In their analyses of samples of lung cancer, kidney cancer, and thyroid cancer, the group found that, if tumor purity were not taken into account, differential analysis could yield misleading results on the relative expression of proteins called CTLA-4 and CD86, both important targets in cancer immunotherapy.
A high mutational burden in a given tumor, essentially a higher number of cancer-driving genes carrying mutations, is often thought to be a genetic signature that predicts a positive response to immunotherapy, but again the UCSF team found that this measure is highly correlated with the purity of a given sample: "purer" tumor samples that consisted mostly of cancerous cells had a lower overall mutational burden.
Since inflammatory responses induced by immune cells are known to increase mutation rates in cancer cells, the team proposes that tumors carrying more mutations may respond better to immunotherapy simply because more immune cells are already present in the tumor, and can be activated against it.
"Mutational burden is a useful measure, because it identifies genes and pathways that may lead tumors to respond to conventional targeted drugs," said Sirota. "But if it is the greater infiltration of immune cells in a tumor that makes it more sensitive to immunotherapy, we should try to measure that directly as well." To that end, Aran said that he hopes that simple and inexpensive tests of tumor purity might soon be built into genomic studies in both the laboratory and the clinic.
"Cancer isn't just one big blob," said Butte. "Instead, tumors are a complex microenvironment containing a number of cell types -- normal and cancerous -- that all act upon one another. If we hope to advance our understanding of cancer and to devise new treatments we need to truly understand how tumors are made up, and to take that makeup into account when we do genomic studies."

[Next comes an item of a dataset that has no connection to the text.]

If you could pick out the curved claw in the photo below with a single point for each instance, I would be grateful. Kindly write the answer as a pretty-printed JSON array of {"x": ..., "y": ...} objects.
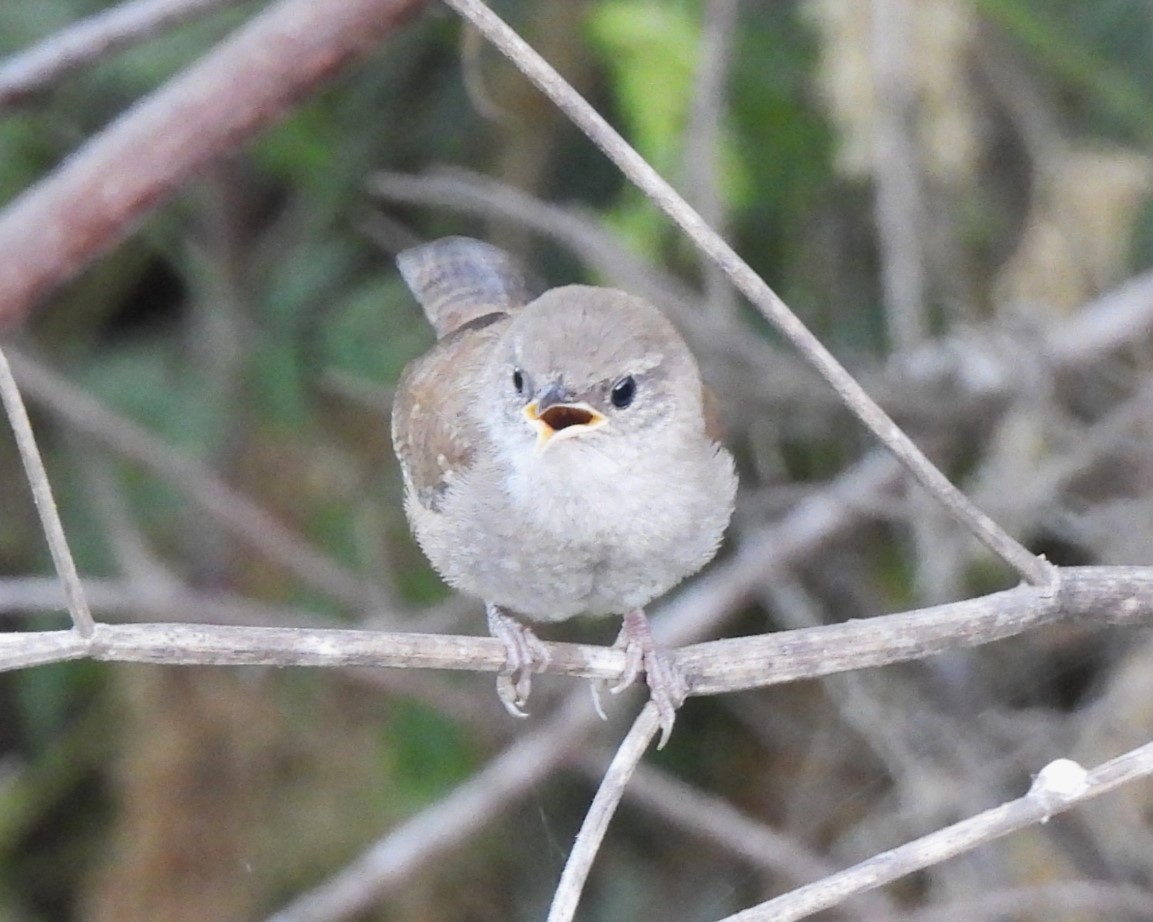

The scientists said that their findings underscore the power of computational approaches to health in general, and the importance of large, open-access datasets like TCGA in particular.
"Datasets are the ultimate commodity," Butte said. "Unlike oil or water, which can only be used once, data can continually generate new insights." And, added Sirota, "though each research team may be looking at the same dataset, they can ask completely different questions."